Beyond the Baseband: Adaptive Multi-Band Encoding for Full-Spectrum Bioacoustics Classification

arXiv cs.LG / 5/1/2026

📰 NewsModels & Research

Key Points

  • The paper addresses a key limitation in computational bioacoustics: many systems inherit 16 kHz, 0–8 kHz baseband audio pretraining and therefore discard ultrasonic-range information present in animal recordings.
  • It proposes an adaptive multi-band encoding framework that splits the full call spectrum into frequency-band features and fuses them into a single representation for classification.
  • Experiments using eight pre-trained models across three bioacoustic datasets (with five fusion strategies) show that fused representations typically outperform baseband and time-expansion baselines on two datasets.
  • The authors’ analyses indicate that some encoders generate decorrelated band embeddings, which helps class separation after the fusion step.

Abstract

Animals hear and vocalize across frequency ranges that differ substantially from humans, often extending into the ultrasonic domain.

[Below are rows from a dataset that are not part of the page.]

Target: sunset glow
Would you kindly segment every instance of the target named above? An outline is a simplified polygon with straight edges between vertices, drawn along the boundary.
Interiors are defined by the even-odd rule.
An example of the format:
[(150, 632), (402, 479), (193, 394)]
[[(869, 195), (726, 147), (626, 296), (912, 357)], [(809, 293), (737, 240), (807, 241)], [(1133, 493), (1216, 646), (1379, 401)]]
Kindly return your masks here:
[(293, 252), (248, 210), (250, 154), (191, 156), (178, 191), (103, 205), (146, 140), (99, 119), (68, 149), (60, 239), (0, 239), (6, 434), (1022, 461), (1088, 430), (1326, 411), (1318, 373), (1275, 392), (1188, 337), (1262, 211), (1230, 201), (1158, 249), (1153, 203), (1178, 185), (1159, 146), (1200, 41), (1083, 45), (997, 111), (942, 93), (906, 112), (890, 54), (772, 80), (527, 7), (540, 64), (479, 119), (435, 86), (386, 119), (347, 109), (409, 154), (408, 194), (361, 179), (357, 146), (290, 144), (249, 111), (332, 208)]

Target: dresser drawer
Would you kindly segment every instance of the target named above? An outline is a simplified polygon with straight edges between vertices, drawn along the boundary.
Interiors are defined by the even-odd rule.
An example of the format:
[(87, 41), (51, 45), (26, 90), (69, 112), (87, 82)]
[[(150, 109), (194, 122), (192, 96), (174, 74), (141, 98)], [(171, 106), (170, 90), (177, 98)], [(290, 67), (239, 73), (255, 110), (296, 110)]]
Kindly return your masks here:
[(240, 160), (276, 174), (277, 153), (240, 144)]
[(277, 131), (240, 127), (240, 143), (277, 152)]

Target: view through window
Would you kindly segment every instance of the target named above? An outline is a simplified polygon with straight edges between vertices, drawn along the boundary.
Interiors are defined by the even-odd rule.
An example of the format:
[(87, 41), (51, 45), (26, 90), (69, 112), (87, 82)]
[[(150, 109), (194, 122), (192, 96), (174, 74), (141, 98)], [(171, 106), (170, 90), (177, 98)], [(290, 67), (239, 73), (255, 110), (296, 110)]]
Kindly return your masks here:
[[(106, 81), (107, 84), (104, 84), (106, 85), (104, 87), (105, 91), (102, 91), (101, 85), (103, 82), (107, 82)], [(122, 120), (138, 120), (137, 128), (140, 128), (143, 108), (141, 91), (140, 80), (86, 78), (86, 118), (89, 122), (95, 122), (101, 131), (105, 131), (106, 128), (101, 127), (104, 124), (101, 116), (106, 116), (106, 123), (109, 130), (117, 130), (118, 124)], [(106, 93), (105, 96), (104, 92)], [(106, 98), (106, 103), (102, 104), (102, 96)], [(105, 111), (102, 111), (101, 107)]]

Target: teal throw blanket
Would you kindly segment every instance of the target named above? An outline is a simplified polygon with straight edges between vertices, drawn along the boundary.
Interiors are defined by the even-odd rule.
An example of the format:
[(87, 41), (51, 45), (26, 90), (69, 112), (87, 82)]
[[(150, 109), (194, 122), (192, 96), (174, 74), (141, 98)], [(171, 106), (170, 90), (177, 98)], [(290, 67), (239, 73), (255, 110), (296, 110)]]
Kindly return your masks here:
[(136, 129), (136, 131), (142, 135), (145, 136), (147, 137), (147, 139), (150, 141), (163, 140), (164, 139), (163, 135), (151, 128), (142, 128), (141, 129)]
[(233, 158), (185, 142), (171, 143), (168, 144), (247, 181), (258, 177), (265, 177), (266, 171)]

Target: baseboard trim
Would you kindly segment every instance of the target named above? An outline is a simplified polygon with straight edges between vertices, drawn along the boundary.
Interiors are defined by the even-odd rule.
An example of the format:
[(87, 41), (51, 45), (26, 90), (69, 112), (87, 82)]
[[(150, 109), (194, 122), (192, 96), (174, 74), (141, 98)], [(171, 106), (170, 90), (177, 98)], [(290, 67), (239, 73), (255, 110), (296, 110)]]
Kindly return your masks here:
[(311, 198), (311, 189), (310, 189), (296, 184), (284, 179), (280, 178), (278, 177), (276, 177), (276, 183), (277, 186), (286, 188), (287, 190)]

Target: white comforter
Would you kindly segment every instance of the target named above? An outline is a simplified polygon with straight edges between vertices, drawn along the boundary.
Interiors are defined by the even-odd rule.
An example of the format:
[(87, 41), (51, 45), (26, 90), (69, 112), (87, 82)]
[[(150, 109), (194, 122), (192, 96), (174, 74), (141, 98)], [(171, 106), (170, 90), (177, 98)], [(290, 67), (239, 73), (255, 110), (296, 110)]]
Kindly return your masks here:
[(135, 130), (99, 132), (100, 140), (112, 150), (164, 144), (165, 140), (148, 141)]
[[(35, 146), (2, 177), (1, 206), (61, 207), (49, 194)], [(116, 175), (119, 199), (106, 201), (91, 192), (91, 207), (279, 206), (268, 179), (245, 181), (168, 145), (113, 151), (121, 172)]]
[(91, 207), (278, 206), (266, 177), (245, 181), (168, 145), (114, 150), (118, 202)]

Yet most computational bioacoustics systems rely on audio models pre-trained at 16 kHz, restricting their usable bandwidth to the 0-8 kHz baseband and discarding higher-frequency information present in many bioacoustic recordings. We investigate a multi-band encoding framework that decomposes the full spectrum of animal calls into band features and fuses them into a unified representation. Similarity analyses on models show that certain encoders produce decorrelated band embeddings that improve class separation after fusion. Classification experiments on three bioacoustic datasets using eight pre-trained models and five fusion strategies show that fused representations consistently outperform the baseband and time-expansion baselines on two datasets, showing the potential of multi-band methods for full-spectrum encoding of animal calls.